Sementara Tan Malaka di Canton menulis brosur berjudul Republik Indonesia yang kemudian di dicetak di Canton pada bulan April 1925 dan kemudian dicetak ulang di Tokyo pada bulan Desember 1925. Salah satu kelihaian Tan Malaka disebutkan, meski masuk dalam daftar pertama dalam pencarian orang, namun kerap pulang ke tanah air dengan penyamaran. Disebutkan Tan Malaka sudah beberapa kali pulang bahkan ke kampong halamannya, Pajakombo dengan cara menyamar yang baik. Sebagaimana Samaoen, banyak yang berpendapat Tan Malaka yang fasih berbahasa Mandarin dengan mudah menyembunyikan dirinya di antara orang-orang Cina di Indonesia yang bahkan dalam penyamaran muncul sebagai pedagang kaki lima Cina yang fasih berbahasa Mandarin.
De Indische courant, 11-12-1926: ‘Tan Malaka dan Alimin.
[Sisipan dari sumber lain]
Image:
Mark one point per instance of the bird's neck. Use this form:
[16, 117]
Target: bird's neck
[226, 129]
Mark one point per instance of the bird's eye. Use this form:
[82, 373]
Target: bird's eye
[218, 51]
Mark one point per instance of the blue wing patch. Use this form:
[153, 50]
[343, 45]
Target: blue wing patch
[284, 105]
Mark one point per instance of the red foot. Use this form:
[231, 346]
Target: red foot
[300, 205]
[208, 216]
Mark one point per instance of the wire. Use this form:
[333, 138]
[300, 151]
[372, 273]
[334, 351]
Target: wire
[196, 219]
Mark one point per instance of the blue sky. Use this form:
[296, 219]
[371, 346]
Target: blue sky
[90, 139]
Surat kabar Bintang Timoer mengetahui bahwa komunis ekspatriat Tan Malaka, yang berhasil memasuki Hindia Belanda dan memimpin pertemuan rahasia pada bulan November 1925 di Tanah Tinggi dekat Batavia, di mana rencana pemberontakan disusun, kini berpakaian seperti orang Tionghoa, dengan kuncir kuda (paké tauwtjang), berjalan-jalan dan menetap sebagai tukang kayu di Soeliki dan Pajakombo. Ngomong-ngomong, dia orang Minangkabau, nama aslinya Da Toek Tan Malaka dan berasal dari Soeliki. Alimin, mantan anggota dewan P.K. Saya, yang tinggal di Singapura pada bulan Juli tahun ini, menurut surat kabar yang sama, menikah dengan seorang wanita Tionghoa, seorang guru di Hong Kong. Akan tetapi, kami mengetahui dari sumber yang dapat dipercaya bahwa kedua laporan itu tidak benar, karena Tan Malaka sedang dalam perjalanan ke Moskow, sementara Alimin berada di Canton (AID).
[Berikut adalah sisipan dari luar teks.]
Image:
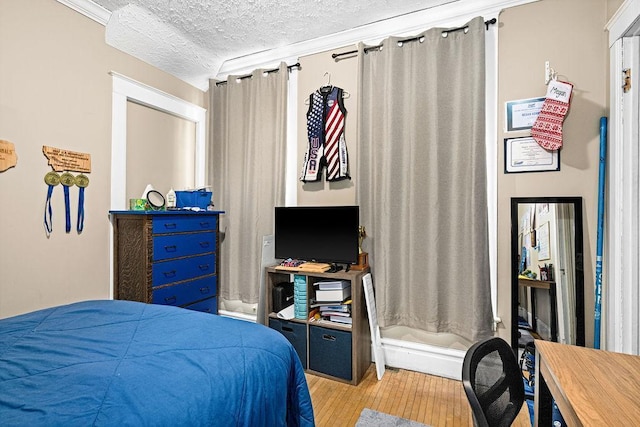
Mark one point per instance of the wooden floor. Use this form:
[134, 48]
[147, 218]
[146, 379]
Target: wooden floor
[428, 399]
Pada tahun 1927 nama Samaoen terinformasikan di Moskow
telah terpilih sebagai anggota dewan "Internationale". Samaoen kemudian
berada di Canton. Samaoen yang sudah akrab dengan Shanghai dikabarkan Samaoen telah
menikah dengan perempuan Cina di Canton dengan mengidentifikasi dirinya dengan
nama Ma Oen. Tampaknya Samaoen di Cina sebagai perwakilan Moskou (seorang
Kamerad).
De Indische courant, 05-02-1927: ‘Dimana Semaoen? Beberapa hari yang lalu
kami membaca di salah satu surat kabar Hindia sebuah laporan, yang diambil dari
surat kabar Eropa, yang mengumumkan bahwa "Samaoen (Moskow)" telah
terpilih sebagai anggota dewan "Internationale" di masa mendatang. Kami
mengetahui dari sumber yang dapat dipercaya, menurut Preanger Post, bahwa
Samaoen telah berada di Kanton selama berbulan-bulan dan telah memainkan peran
aktif dalam aksi ekstremis di kota itu. Dia kemungkinan seorang misionaris
Moskow. Samaoen mengubah namanya di Kanton dan memberinya sedikit nuansa Cina.
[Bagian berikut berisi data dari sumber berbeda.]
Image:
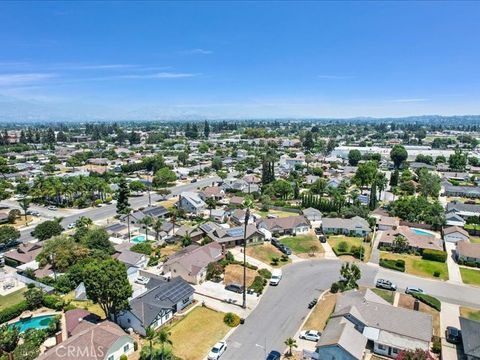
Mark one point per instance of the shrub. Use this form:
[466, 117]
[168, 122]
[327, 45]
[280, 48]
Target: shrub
[231, 319]
[265, 273]
[434, 255]
[429, 300]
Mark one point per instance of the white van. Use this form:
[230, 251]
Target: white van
[276, 277]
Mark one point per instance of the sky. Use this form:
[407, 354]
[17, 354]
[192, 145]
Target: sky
[188, 60]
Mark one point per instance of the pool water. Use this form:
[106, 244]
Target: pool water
[422, 232]
[38, 322]
[138, 239]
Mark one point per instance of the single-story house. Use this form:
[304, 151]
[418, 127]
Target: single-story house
[290, 225]
[90, 341]
[455, 234]
[468, 252]
[191, 262]
[156, 306]
[355, 226]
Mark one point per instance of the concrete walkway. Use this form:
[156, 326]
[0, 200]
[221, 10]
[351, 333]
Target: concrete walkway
[453, 268]
[449, 316]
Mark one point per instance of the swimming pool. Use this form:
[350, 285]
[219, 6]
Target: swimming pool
[38, 322]
[422, 232]
[139, 238]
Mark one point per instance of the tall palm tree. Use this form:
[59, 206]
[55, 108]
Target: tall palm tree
[291, 343]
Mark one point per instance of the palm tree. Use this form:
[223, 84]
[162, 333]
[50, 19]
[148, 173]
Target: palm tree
[291, 343]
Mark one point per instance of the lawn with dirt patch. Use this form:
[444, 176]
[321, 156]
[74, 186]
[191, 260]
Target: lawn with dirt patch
[303, 244]
[388, 296]
[321, 313]
[195, 334]
[407, 301]
[234, 274]
[470, 313]
[12, 298]
[470, 276]
[415, 265]
[335, 240]
[265, 253]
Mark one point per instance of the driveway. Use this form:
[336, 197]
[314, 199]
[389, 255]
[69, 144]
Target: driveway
[453, 268]
[449, 316]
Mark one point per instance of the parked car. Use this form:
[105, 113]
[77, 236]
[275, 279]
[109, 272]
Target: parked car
[311, 335]
[235, 288]
[386, 284]
[274, 355]
[453, 335]
[411, 290]
[217, 350]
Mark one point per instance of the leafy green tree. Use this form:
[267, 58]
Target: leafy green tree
[107, 285]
Ia dikenal di Canton dengan nama "Ma Oen" dan juga menikah dengan
seorang wanita muda Tionghoa dengan nama yang sama, yang tentu saja berkulit
merah terang. Informan kami tidak dapat memberi tahu kami apakah Samaoen
dinaturalisasi sebagai warga negara Tiongkok, tetapi mengingat perubahan
namanya, kemungkinan besar memang demikian. Ia tidak menjadi Rub, karena jika
memang demikian, artikel surat kabar yang kita baca tentang pengangkatannya
sebagai anggota dewan International akan menyebutnya "Samaoenoff"
atau "Samaoenowski" atau "Samawhisky" atau semacamnya’.
Canton telah menjadi pos utama Indonesia di Cina, tidak lagi ke Shanghai. Faktor geografis diduga menjadi alasannya. Alasan lainnya yang juga dapat dianggap penting bahwa Canton terbilang sebagai kota melting pot. Dalam hal ini Shanghai pos pergerakan komunis di utara dan Canton di selatan (Singapoera dan Indonesia). Gerakan komunis di Indonesia juga melalui jalur Den Haag dan Amsterdam di Belanda.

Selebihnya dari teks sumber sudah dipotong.